Allow me a bit of self-indulgence ass-whinery. Long-time readers first time followers might know that one of the things I'm most proud of is bringing home the bacon, literally, and without spillage. Our semi-subsidized cafeteria provides lunch for me and dinner for two at night, but that requires the delicate feat of balance, dexterity and even memory.
Daily I task myself to carry one 20-oz beverage, three styrfoam cartons full of food and sometimes a dessert. I carry it to the elevator and then down to my cube. And after over 1,000 trips I've never dropped anything or ran into anybody.
But there's a definite chink in my food acquisition armor and that is gravy. The styrofoam containers are not leak proof and it was some time before I realized today that there was more gravy on my pants and shirt than in the carton. Drenched with the sticky liquid, I headed home for lunch and a change of pants. One of the downsides of modern day hunter/gathering.
I say that memory is also required because yesterday I trundled the food to the workout room where I made the fatal calculation to separate workout bag from food. It's possible to forget food since it's not always with me when I workout, but never possible to forget the workout bag.
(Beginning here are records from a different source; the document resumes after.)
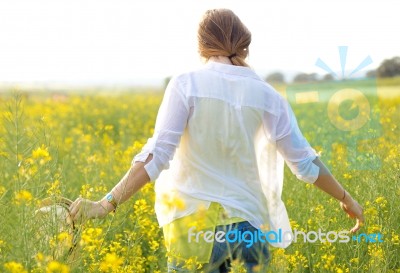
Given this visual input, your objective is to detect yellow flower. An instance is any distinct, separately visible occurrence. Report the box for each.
[14,190,33,204]
[100,253,124,272]
[4,262,28,273]
[46,261,69,273]
[32,144,51,165]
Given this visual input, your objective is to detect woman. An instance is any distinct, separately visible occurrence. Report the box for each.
[70,9,363,272]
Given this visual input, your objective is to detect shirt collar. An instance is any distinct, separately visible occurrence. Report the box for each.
[205,61,261,80]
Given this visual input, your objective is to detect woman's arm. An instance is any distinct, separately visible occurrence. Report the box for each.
[313,158,364,232]
[69,154,153,221]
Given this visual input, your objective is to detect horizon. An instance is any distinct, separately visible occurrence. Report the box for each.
[0,0,400,86]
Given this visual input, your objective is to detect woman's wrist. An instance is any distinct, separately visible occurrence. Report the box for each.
[340,190,353,206]
[97,198,115,215]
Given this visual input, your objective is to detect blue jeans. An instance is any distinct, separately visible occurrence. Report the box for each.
[168,222,269,273]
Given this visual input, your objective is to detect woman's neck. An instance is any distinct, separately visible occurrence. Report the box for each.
[209,56,232,64]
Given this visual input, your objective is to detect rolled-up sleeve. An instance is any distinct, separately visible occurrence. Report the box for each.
[275,95,319,183]
[133,75,189,181]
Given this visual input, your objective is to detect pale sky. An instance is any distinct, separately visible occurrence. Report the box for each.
[0,0,400,84]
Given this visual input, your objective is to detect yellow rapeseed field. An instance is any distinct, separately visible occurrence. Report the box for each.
[0,81,400,273]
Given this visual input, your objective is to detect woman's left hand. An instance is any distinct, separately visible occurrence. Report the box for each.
[69,197,108,222]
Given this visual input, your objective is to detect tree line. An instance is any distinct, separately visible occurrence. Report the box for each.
[265,57,400,83]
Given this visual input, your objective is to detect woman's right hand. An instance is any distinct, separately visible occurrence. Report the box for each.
[69,197,109,222]
[340,192,364,233]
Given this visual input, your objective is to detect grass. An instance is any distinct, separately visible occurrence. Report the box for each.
[0,80,400,272]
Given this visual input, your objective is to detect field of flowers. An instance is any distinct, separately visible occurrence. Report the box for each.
[0,79,400,273]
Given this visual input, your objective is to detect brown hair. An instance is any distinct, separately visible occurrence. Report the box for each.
[197,9,251,66]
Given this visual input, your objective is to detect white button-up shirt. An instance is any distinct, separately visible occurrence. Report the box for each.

To separate them is to court mini-disaster; it's to rely on a memory that dulls as the sheen of sweat grows.
I'd put the food under the staircase, where many others store their bags, but took my workout bag with me to the stairclimber so that I could have easy access to books. Needless to say, the food remained stationary, obedient to the laws of physics, and did not levitate towards my car when I remembered I'd forgotten them. Sometimes it's hard bringing home the bacon even if you don't fry it up in a pan.